NLR, PLR, and RPR are known as the hematological markers of systemic inflammation and also as positive predictors of CVDs. These three might play a role as repetitive and simple markers of peripheral artery disease. NLR is used to determine the severity of inflammation [21]. Till now, it has been shown that some diseases such as diabetes mellitus, thyroid functional abnormalities, and some malignancies may affect the NLR, but in the present study, NLR was not significantly different between patients with and without FH. RPR is another valuable laboratory test used to predict the mortality in some diseases such as hepatic fibrosis and cirrhosis [22, 23]. This factor also did not show a significant relationship with any of the variables in our study. Our results after multiple adjustment showed that only PLR is associated with higher cholesterol in FH patients. PLR was found to be an independent prognostic risk factor in patients with malignancies such as pancreatic or colorectal cancer [24]. Increased level of PLR was showed to be significantly linked with higher risk of critical limb ischemia (CLI) and other cardiovascular endpoints. Significant association between decreased HDL-C level and increased PLR level has been reported by Prajapati et al. in those with angiographically confirmed coronary blockages and also in healthy, young individuals [25]. Platelets are critical components of inflammation, atherothrombosis, and atherosclerosis which therefore play an important role in vascular health. Icli et al. showed that MPV has been increased in patients with FH and is associated independently with total cholesterol level [26]. Jagroop et al. showed that platelet cholesterol (PC) could be correlated with serum LDL-C and total cholesterol. They found that an increased in PC content may affect platelet membrane fluidity, thereby resulting in platelet hyperactivity [27]; however, our results showed no meaningful differences between MPV in FH and control groups. This discrepancy between our results and the previous study may be due to differences in the control groups because in the previous study the control group was subjects with norm lipid levels, but in our study, the control was non-FH dislipidemic patients; however, in both studies, the platelet count was different between the groups.

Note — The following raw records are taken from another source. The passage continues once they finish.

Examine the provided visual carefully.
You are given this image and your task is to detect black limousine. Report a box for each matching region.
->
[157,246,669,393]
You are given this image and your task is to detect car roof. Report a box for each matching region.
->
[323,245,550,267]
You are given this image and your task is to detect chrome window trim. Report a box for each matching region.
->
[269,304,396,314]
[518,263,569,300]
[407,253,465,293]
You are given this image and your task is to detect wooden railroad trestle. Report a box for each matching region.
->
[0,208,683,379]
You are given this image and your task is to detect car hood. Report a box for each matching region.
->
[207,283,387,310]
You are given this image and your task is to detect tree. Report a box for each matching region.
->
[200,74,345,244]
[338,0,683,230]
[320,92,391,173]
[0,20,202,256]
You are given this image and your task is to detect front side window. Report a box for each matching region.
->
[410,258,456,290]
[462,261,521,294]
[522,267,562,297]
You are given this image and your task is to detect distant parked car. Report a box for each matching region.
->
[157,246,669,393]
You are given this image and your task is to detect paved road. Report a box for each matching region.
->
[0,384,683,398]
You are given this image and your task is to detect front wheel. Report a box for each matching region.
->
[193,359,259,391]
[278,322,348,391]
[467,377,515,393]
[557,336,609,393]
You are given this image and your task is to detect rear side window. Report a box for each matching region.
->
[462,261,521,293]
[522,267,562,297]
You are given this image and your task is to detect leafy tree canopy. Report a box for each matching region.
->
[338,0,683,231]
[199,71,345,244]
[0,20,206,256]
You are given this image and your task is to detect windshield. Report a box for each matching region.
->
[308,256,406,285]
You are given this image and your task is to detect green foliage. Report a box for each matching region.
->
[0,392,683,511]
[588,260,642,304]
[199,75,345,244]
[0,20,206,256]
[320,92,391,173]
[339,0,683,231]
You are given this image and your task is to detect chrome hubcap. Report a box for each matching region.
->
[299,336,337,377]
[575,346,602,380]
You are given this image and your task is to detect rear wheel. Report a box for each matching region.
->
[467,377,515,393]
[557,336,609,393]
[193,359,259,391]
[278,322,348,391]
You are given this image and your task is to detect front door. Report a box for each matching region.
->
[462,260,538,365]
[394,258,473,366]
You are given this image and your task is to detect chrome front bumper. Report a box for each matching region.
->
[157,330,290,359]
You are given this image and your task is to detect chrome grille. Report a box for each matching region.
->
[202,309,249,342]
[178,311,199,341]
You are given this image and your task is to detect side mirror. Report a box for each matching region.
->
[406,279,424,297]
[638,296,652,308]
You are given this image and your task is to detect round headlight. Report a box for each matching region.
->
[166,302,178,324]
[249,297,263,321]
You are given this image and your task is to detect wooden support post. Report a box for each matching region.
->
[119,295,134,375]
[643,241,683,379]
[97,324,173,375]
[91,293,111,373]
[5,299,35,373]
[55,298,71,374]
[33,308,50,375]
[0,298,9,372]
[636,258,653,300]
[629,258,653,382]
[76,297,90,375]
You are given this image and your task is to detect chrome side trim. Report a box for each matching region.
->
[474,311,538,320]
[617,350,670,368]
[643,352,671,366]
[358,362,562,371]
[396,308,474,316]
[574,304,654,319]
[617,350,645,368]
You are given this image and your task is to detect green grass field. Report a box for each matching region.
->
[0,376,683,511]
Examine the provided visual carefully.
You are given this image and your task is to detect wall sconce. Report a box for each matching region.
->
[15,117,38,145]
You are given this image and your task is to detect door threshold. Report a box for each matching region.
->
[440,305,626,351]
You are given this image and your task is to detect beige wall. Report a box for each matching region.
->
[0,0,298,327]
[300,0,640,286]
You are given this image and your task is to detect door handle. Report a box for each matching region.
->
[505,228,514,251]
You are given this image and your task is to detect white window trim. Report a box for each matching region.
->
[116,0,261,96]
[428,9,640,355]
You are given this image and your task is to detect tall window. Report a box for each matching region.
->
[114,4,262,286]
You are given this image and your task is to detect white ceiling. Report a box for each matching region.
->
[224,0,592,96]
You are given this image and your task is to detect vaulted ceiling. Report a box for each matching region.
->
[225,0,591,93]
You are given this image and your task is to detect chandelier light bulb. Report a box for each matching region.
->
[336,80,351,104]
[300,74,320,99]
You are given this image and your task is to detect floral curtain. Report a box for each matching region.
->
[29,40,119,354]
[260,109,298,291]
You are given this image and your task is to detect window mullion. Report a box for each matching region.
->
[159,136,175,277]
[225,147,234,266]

Genetic examination is still considered as the gold test for FH diagnosis; however, it is not always possible to perform this test due to high cost of it. So far, except genetic test, the Dutch Lipid Clinic Network (DLCN) is the most widely accepted criteria in terms of clinical manifestation. Our study showed that this simplified screening algorithm has been successful in terms of identifying FH patients and discriminating them form non-FH dyslipidemic patients. However, using blood test is still in its infancy, and these tests do not have specificity for FH detection; other blood test should be added and determine its accuracy for FH detection.

It has been suggested that higher total cholesterol is associated with lower total white blood cell count and also lower monocyte and neutrophil count. The regression analysis proposed that both associations may be more important at lower total cholesterol levels and flatter at higher total cholesterol levels, with a threshold at approximately 155 and 204 mg/ld., respectively [14]. In our study, all patients had history of hypercholesterolemia, and we did not observed differences between their WBC count; however, we observed significant differences when compare inflammation markers consists of WBC component and platelet count based on LDL-C and cholesterol level.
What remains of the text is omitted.